Datasets & Fields
Define data sources and their field structure in semantic domain templates
Datasets
Datasets represent your data sources. There are two types:
Physical Datasets
A physical dataset maps directly to a database table or view:
datasets:
- name: orders
label: "Orders"
description: "Customer order transactions"
type: physical
connectionId: "conn_abc123"
connectionType: PostgreSQL
schema: public
table: orders
primaryKey:
- order_id
fields:
identifiers: []
dimensions: []
metrics: []Virtual Datasets
A virtual dataset uses a custom SQL query instead of a table:
datasets:
- name: monthly_revenue
label: "Monthly Revenue"
type: virtual
connectionId: "conn_abc123"
connectionType: PostgreSQL
sql: |
SELECT
DATE_TRUNC('month', order_date) AS month,
SUM(amount) AS revenue,
COUNT(*) AS order_count
FROM orders
GROUP BY DATE_TRUNC('month', order_date)
fields:
dimensions:
- name: month
label: "Month"
dataType: date
metrics:
- name: revenue
label: "Revenue"
dataType: number
sourceField: revenue
- name: order_count
label: "Order Count"
dataType: number
sourceField: order_countUse virtual datasets for pre-aggregated data, complex transformations, or combining tables with custom logic.
Dataset Field Reference
| Field | Type | Required | Description |
|---|---|---|---|
name | string | Yes | Unique identifier (snake_case) |
label | string | Yes | User-friendly display name |
description | string | No | Help text for users |
type | physical | virtual | Yes | Table-backed or SQL-backed |
connectionId | string | Yes | ID of the data connection |
connectionType | enum | Yes | Database type |
catalog | string | No | Database catalog (BigQuery, Snowflake) |
schema | string | No | Database schema name |
table | string | Conditional | Table name (required for physical) |
sql | string | Conditional | SQL query (required for virtual) |
primaryKey | string[] | No | Primary key columns (important for fan-out detection) |
fields | object | Yes | Contains identifiers, dimensions, metrics arrays |
Supported connectionType values: PostgreSQL, MySQL, MSSQL, BigQuery, Redshift, Snowflake, clickhouse, S3, S3Tables, GoogleSheets, FileUpload, API
Fields
Every dataset has three field buckets: identifiers, dimensions, and metrics.

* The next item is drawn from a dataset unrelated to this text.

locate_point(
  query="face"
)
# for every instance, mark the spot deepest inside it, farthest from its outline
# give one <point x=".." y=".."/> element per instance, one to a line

Each serves a distinct role in query generation.
Identifiers
Identifiers are primary and foreign key fields used for joins:
identifiers:
- name: order_id
label: "Order ID"
dataType: number
type: primary
- name: customer_id
label: "Customer ID"
dataType: number
type: foreign| Field | Type | Required | Description |
|---|---|---|---|
name | string | Yes | Column name in the database |
label | string | No | Display name |
description | string | No | Help text |
dataType | enum | Yes | string, number, boolean, date, datetime, json, geo |
type | primary | foreign | Yes | Primary keys enable fan-out detection |
hidden | boolean | No | Hide from end users |
tags | string[] | No | Categorization tags |
Always mark primary keys with type: primary. This enables Semaphor's fan-out prevention, which avoids metric inflation when joining one-to-many relationships.
Dimensions
Dimensions are groupable fields that appear in GROUP BY clauses:
dimensions:
- name: order_date
label: "Order Date"
dataType: date
granularity: day
- name: status
label: "Status"
dataType: string
- name: region
label: "Region"
dataType: string
isDisplayField: true| Field | Type | Required | Description |
|---|---|---|---|
name | string | Yes | Column name in the database |
label | string | No | Display name |
description | string | No | Help text |
dataType | enum | Yes | string, number, boolean, date, datetime, json, geo |
granularity | enum | No | Time granularity: day, week, month, quarter, year, hour, minute, second |
isDisplayField | boolean | No | Mark as the default display label for this dataset |
dateFormat | string | No | Custom date display format |
customFormat | string | No | Custom format string |
hidden | boolean | No | Hide from end users |
tags | string[] | No | Categorization tags |
Metrics
Metrics are aggregatable fields that produce numeric results:
metrics:
- name: amount
label: "Revenue"
dataType: number
sourceField: amount
- name: quantity
label: "Quantity"
dataType: number
sourceField: quantity
- name: discounted_total
label: "Discounted Total"
dataType: number
expression: "amount * (1 - discount_rate)"| Field | Type | Required | Description |
|---|---|---|---|
name | string | Yes | Unique metric name |
label | string | No | Display name |
description | string | No | Help text |
dataType | enum | Yes | Usually number |
sourceField | string | Conditional | Physical column name. Required if no expression |
expression | string | Conditional | SQL expression. Required if no sourceField |
format | string | object | No | Display format specification |
unit | string | No | Unit label (e.g., "USD", "kg") |
isDefault | boolean | No | Mark as the default metric for this dataset |
hidden | boolean | No | Hide from end users |
filters | array | No | Default filters applied to this metric |
tags | string[] | No | Categorization tags |
Every metric must have either sourceField or expression. If neither is provided, validation will fail.
The expression and format fields support inline SQL transforms and display formatting. See Metric Expressions & Formatting for syntax details, aggregation behavior, and examples.
Complete Fields Example
Putting it all together for an orders dataset:
datasets:
- name: orders
label: "Orders"
type: physical
connectionId: "conn_abc123"
connectionType: PostgreSQL
schema: public
table: orders
primaryKey: [order_id]
fields:
identifiers:
- name: order_id
label: "Order ID"
dataType: number
type: primary
- name: customer_id
label: "Customer ID"
dataType: number
type: foreign
dimensions:
- name: order_date
label: "Order Date"
dataType: date
granularity: day
- name: status
label: "Status"
dataType: string
- name: channel
label: "Sales Channel"
dataType: string
metrics:
- name: amount
label: "Revenue"
dataType: number
sourceField: amount
- name: quantity
label: "Quantity"
dataType: number
sourceField: quantity